With OpenMP, less scalability is gained in general for the considered test case. We created tasks with the untied clause for each cluster tree node. Due to known issues for OpenMP task constructs (see e.g. [OP09]), the scalability is not as good for unbalanced trees as by using TBB for parallelization.
We next consider different combinations for scheduling, determining which thread executes computations on which clusters (see Sec. 5.6.1) and how to dynamically generate clusters (see Sec 5.5). The benchmark scenario is based on a 2nd-order discretization in space and 1st-order discretization in time.

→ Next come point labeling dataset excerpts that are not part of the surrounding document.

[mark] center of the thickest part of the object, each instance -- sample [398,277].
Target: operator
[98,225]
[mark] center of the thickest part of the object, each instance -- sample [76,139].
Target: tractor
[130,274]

Regarding the scheduling stragtegies, we shortly recapitulate them in the following table:
Scheduling | Description |
Owner-compute | The clusters are assigned in a fixed way to the threads. No work stealing is possible. |
Affinities | Only affinities are set, enqueuing tasks executed for a cluster to the worker queue of the owning thread. This still allows work stealing. |
Task-flooding | No affinities are used. With current threading models TBB and OpenMP, this enqueues the task to the worker queue of the enqueuing thread. |
We also developed two different cluster-generation approaches shortly recapitulated in the next table:
Cluster generation | Description |
Threshold-based | The clusters are split or joined based on whether the local workload (cells) exceeds or undershoots the thresholds Ts or Tj. Thus, this is a local cluster generation criterion. |
Load-balanced splitting | The clusters are split and joined based on the range information (see Sec. 5.6.2) and split in case that the cluster can be assigned to more than a single thread. This is a global cluster generation criterion. |
We conducted benchmarks with different combinations of the above mentioned scheduling and cluster generation strategies (See Fig. 5.27). Here we see that a cluster generation approach with range-based treesplits does not result in improvements as expected, but leads to less performance. We account for that by additional splits and joins compared to the pure threshold-based method. Such splits and joins of clusters result in additional overhead due to synchronizing updated meta information and additional memory access to split and join the cluster. Using a threshold-based cluster generation, by far less changes due to cluster splits and joins are required. This leads to improved performance for the threshold-based clustering.